Contaminantes; Conservação Marinha ; Patologia; Cetáceos.
O encalhe de cetáceos é um evento crítico para a conservação marinha e um indicador importante da saúde dos ecossistemas costeiros, sendo frequentemente associado a fatores ambientais, patológicos e antropogênicos. Este estudo visou analisar as alterações anatomopatológicas, bioquímicas, hematológicas e toxicológicas de uma fêmea de baleia-piloto-de-barbatanas-curtas (Globicephala macrorhynchus), que veio a óbito durante um encalhe em massa de 21 indivíduos na Praia de Pititinga, Rio Grande do Norte. As análises foram realizadas em colaboração com diferentes laboratórios especializados. O exame necroscópico permitiu a descrição macro e microscópica, evidenciando lesões cutâneas, congestão de mucosas, presença de parasitas nas bulas timpânicas. A avaliação histopatológica identificou, degeneração tubular renal, espessamento da cápsula glomérulos, áreas multifocais de necrose hepática, fibrose periportal moderada e inflamação pulmonar aguda. Corroborando o quadro sistêmico, o hemograma apresentou leucopenia, enquanto os bioquímicos demonstraram elevação de creatinina, ureia, TGP/ALT e fósforo.
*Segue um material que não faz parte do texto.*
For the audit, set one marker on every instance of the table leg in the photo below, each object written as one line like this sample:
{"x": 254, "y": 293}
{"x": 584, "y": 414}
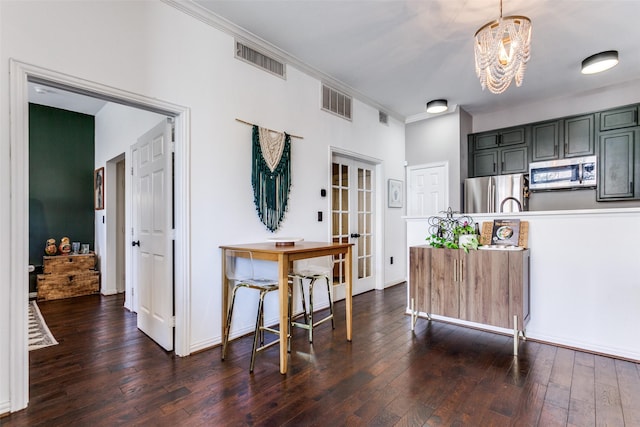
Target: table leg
{"x": 225, "y": 293}
{"x": 348, "y": 290}
{"x": 283, "y": 286}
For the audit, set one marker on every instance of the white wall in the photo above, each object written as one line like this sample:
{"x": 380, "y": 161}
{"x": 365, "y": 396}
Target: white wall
{"x": 153, "y": 50}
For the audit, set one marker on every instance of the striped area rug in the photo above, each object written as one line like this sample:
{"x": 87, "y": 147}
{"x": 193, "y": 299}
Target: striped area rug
{"x": 39, "y": 334}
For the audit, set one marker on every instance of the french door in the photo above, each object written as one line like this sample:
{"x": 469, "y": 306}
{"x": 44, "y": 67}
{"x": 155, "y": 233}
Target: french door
{"x": 352, "y": 220}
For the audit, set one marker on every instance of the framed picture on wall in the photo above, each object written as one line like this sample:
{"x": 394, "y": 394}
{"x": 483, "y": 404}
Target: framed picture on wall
{"x": 395, "y": 195}
{"x": 98, "y": 188}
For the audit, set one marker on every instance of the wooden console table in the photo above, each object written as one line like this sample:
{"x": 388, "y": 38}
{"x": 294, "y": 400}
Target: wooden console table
{"x": 285, "y": 255}
{"x": 68, "y": 276}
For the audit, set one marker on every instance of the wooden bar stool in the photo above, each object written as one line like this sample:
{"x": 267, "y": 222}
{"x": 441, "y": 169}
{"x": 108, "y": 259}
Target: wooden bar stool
{"x": 313, "y": 269}
{"x": 263, "y": 286}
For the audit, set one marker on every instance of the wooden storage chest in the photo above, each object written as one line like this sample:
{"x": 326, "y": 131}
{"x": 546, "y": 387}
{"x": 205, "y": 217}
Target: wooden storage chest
{"x": 68, "y": 276}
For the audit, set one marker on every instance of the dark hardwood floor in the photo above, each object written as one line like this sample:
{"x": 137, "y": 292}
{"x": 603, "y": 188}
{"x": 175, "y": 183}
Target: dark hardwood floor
{"x": 105, "y": 372}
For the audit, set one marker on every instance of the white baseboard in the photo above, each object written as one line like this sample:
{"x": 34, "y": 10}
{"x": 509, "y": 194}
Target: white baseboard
{"x": 5, "y": 407}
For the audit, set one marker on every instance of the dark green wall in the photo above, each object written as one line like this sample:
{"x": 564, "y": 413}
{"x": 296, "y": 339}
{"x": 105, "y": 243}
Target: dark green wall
{"x": 61, "y": 164}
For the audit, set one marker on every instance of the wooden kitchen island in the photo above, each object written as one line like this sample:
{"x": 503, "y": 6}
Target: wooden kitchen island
{"x": 585, "y": 287}
{"x": 488, "y": 287}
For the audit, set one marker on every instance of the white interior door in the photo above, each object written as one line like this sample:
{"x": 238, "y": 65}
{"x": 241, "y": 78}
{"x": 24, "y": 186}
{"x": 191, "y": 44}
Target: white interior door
{"x": 428, "y": 189}
{"x": 153, "y": 233}
{"x": 352, "y": 220}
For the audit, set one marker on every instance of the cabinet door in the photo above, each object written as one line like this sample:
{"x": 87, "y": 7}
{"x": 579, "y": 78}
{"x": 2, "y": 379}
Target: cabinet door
{"x": 514, "y": 160}
{"x": 579, "y": 136}
{"x": 619, "y": 118}
{"x": 545, "y": 139}
{"x": 513, "y": 136}
{"x": 420, "y": 277}
{"x": 485, "y": 163}
{"x": 519, "y": 292}
{"x": 445, "y": 288}
{"x": 483, "y": 141}
{"x": 616, "y": 164}
{"x": 484, "y": 291}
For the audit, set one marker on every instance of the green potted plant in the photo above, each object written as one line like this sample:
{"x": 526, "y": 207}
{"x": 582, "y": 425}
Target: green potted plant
{"x": 465, "y": 235}
{"x": 460, "y": 236}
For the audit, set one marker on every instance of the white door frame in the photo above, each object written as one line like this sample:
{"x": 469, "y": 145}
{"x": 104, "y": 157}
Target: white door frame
{"x": 20, "y": 74}
{"x": 376, "y": 164}
{"x": 410, "y": 169}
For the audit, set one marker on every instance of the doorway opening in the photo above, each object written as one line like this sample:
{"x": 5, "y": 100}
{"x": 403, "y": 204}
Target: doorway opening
{"x": 20, "y": 75}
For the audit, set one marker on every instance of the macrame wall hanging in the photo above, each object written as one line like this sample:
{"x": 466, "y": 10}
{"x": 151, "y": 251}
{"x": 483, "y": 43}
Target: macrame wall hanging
{"x": 271, "y": 175}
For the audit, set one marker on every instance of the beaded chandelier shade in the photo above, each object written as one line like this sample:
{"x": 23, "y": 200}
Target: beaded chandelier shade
{"x": 502, "y": 49}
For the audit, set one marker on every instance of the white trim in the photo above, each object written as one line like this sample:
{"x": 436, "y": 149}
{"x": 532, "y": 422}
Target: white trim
{"x": 18, "y": 312}
{"x": 19, "y": 136}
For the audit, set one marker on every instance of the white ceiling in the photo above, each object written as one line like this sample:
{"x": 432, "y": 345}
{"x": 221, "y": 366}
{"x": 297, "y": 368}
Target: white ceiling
{"x": 399, "y": 54}
{"x": 403, "y": 53}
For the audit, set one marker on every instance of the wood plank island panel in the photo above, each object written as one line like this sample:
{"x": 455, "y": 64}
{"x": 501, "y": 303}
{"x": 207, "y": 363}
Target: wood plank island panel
{"x": 483, "y": 287}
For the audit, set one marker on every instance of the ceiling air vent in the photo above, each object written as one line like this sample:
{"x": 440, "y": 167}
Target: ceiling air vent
{"x": 336, "y": 102}
{"x": 252, "y": 56}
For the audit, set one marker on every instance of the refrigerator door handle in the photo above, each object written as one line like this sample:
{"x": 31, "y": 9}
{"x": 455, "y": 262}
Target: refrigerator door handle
{"x": 492, "y": 195}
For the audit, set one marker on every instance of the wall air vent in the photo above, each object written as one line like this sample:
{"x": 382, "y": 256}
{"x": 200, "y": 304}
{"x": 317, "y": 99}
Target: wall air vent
{"x": 336, "y": 102}
{"x": 253, "y": 57}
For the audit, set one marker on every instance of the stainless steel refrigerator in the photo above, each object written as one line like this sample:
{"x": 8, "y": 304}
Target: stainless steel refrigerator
{"x": 500, "y": 193}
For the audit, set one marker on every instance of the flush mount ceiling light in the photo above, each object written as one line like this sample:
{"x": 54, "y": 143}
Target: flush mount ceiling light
{"x": 502, "y": 49}
{"x": 437, "y": 106}
{"x": 600, "y": 62}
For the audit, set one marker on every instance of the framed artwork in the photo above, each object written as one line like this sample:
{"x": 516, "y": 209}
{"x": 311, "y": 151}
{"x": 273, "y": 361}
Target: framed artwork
{"x": 395, "y": 193}
{"x": 98, "y": 188}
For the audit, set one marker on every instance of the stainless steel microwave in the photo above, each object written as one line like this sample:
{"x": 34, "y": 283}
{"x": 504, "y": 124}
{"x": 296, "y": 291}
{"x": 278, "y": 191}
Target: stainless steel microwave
{"x": 578, "y": 172}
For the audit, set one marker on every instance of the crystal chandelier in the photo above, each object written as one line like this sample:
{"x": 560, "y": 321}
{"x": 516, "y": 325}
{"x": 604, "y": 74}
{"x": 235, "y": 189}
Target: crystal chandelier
{"x": 502, "y": 49}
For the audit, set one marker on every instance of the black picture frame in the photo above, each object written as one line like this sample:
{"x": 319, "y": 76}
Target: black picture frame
{"x": 98, "y": 189}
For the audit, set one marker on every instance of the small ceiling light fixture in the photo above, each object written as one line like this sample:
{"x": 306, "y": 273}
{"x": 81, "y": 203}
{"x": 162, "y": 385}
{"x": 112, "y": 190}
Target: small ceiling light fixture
{"x": 502, "y": 50}
{"x": 600, "y": 62}
{"x": 437, "y": 106}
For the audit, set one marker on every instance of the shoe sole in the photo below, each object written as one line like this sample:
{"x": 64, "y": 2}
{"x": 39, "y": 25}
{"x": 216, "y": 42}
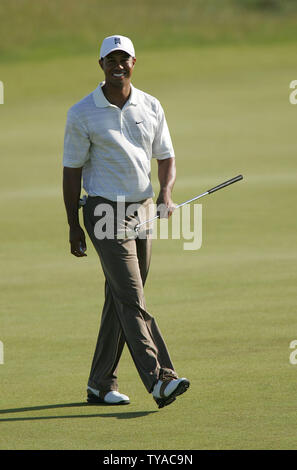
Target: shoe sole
{"x": 180, "y": 389}
{"x": 93, "y": 400}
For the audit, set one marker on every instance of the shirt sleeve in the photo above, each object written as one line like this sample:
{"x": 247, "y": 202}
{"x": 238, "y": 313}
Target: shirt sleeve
{"x": 162, "y": 145}
{"x": 76, "y": 142}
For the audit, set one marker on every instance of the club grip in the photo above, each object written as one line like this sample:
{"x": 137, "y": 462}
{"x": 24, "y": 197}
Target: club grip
{"x": 226, "y": 183}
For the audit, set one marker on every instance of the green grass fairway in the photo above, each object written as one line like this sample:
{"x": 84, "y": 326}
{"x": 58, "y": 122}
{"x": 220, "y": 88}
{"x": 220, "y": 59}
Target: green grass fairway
{"x": 227, "y": 311}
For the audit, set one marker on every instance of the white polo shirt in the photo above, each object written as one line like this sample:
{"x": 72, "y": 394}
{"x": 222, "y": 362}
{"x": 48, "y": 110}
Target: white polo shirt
{"x": 115, "y": 146}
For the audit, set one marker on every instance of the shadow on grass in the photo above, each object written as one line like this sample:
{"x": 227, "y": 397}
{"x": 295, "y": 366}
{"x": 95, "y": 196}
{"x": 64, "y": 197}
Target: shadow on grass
{"x": 118, "y": 415}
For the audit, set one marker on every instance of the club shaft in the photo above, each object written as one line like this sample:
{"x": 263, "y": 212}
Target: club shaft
{"x": 210, "y": 191}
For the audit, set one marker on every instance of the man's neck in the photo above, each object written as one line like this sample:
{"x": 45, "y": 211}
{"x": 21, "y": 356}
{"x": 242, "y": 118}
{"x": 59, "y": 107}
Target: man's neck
{"x": 117, "y": 95}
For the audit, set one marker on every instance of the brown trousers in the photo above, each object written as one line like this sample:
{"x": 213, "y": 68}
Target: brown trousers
{"x": 125, "y": 263}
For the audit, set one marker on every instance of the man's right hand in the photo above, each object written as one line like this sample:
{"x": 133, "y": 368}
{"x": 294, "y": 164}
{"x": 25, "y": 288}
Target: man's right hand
{"x": 77, "y": 241}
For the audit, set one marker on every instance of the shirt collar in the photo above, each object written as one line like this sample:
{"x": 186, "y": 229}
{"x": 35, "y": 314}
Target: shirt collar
{"x": 102, "y": 102}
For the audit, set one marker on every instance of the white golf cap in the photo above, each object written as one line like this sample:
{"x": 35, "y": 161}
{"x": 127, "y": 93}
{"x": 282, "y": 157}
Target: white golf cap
{"x": 116, "y": 43}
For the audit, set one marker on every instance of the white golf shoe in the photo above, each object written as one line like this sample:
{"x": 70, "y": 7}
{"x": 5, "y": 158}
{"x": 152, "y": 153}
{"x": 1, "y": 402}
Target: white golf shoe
{"x": 110, "y": 398}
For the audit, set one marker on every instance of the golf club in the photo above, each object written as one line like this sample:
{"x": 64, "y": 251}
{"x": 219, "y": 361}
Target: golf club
{"x": 210, "y": 191}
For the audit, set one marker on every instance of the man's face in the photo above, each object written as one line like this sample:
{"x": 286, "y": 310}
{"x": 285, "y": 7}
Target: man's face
{"x": 117, "y": 67}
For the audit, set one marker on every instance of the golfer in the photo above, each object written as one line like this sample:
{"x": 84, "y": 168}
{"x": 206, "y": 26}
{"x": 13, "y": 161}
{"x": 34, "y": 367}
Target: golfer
{"x": 111, "y": 136}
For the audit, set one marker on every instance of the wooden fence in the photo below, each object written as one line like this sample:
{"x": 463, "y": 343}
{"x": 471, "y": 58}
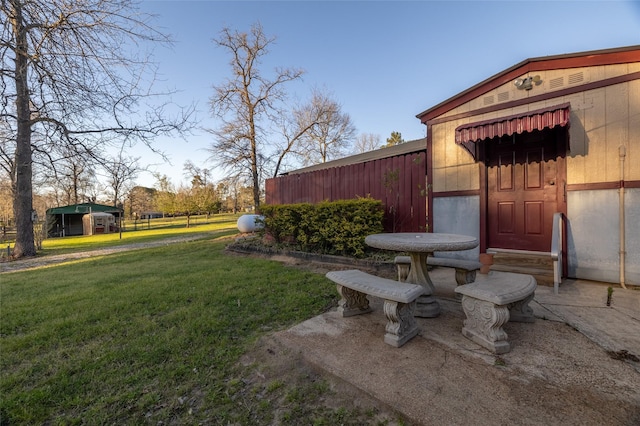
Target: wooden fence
{"x": 399, "y": 181}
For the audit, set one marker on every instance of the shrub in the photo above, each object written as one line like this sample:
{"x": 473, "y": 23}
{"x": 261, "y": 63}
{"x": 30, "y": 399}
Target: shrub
{"x": 330, "y": 227}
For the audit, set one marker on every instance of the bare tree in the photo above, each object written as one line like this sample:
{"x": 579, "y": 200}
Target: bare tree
{"x": 71, "y": 180}
{"x": 301, "y": 127}
{"x": 366, "y": 142}
{"x": 199, "y": 176}
{"x": 121, "y": 172}
{"x": 68, "y": 79}
{"x": 395, "y": 139}
{"x": 332, "y": 134}
{"x": 245, "y": 103}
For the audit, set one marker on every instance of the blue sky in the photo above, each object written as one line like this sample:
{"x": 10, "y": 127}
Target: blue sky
{"x": 383, "y": 61}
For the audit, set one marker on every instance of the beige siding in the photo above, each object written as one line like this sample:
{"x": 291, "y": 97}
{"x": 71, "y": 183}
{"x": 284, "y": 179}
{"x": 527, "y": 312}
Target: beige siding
{"x": 609, "y": 118}
{"x": 632, "y": 161}
{"x": 601, "y": 121}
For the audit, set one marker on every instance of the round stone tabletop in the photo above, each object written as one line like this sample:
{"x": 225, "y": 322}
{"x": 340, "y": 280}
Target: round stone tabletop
{"x": 421, "y": 242}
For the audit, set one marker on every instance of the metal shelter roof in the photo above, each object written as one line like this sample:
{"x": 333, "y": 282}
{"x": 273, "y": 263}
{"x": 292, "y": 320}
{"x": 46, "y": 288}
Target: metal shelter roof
{"x": 83, "y": 208}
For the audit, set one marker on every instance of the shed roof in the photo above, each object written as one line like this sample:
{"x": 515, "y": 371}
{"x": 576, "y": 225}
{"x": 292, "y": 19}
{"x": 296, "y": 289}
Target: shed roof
{"x": 620, "y": 55}
{"x": 386, "y": 152}
{"x": 83, "y": 208}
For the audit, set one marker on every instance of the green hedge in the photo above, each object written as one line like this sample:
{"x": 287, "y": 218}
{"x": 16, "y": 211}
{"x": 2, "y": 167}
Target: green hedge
{"x": 336, "y": 227}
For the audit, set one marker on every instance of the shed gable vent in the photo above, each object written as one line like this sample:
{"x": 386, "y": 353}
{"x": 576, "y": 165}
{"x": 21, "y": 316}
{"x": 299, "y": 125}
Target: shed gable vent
{"x": 576, "y": 78}
{"x": 556, "y": 82}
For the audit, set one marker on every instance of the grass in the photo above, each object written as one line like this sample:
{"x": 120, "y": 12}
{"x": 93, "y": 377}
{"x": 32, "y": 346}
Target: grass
{"x": 152, "y": 230}
{"x": 155, "y": 335}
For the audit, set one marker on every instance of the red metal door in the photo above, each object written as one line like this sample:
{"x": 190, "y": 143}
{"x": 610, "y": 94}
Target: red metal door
{"x": 522, "y": 197}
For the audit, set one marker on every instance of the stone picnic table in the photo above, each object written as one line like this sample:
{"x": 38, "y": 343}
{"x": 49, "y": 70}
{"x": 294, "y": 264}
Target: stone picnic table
{"x": 421, "y": 245}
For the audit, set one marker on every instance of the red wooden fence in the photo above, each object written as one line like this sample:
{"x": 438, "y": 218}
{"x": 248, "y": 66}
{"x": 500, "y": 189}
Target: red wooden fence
{"x": 399, "y": 181}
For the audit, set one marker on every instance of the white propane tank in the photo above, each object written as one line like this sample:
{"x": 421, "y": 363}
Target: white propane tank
{"x": 247, "y": 222}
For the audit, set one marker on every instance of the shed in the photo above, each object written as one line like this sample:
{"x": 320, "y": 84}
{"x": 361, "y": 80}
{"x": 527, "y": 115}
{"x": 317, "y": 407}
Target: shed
{"x": 555, "y": 136}
{"x": 68, "y": 220}
{"x": 98, "y": 223}
{"x": 395, "y": 175}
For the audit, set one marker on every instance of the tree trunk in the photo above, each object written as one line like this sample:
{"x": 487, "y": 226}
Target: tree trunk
{"x": 23, "y": 201}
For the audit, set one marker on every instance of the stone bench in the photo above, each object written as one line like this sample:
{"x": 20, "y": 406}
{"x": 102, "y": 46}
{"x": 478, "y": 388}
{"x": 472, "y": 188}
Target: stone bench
{"x": 490, "y": 302}
{"x": 465, "y": 269}
{"x": 399, "y": 301}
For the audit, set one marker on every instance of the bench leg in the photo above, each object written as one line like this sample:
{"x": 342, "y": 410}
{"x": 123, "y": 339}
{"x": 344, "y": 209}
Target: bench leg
{"x": 484, "y": 324}
{"x": 401, "y": 325}
{"x": 521, "y": 311}
{"x": 353, "y": 302}
{"x": 464, "y": 276}
{"x": 403, "y": 271}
A análise toxicológica revelou níveis elevados de mercúrio e cádmio, sugerindo exposição crônica a contaminantes ambientais, tais metais pesados são reconhecidos por seus efeitos imunossupressores e neurotóxicos. As bulas timpânicas apresentaram a presença de nematódeos pertencentes à espécie Stenurus globicephalae. Os achados sugerem que o animal apresentava um quadro sistêmico grave e multifatorial, marcado por parasitismo intenso, inflamação crônica e sinais de imunossupressão. Este estudo oferece uma contribuição inédita para o conhecimento de aspectos gerais da morfologia macro e microscópica desse espécime, que, aliado aos resultados de análises clínicas e toxicológicas favorecem o monitoramento da saúde de cetáceos odontocetos no litoral potiguar e reforça a necessidade de incorporar abordagens toxicológicas, parasitológicas, histopatológicas e hematológicas em investigações de encalhes, especialmente em espécies gregárias de topo trófico como G. macrorhynchus.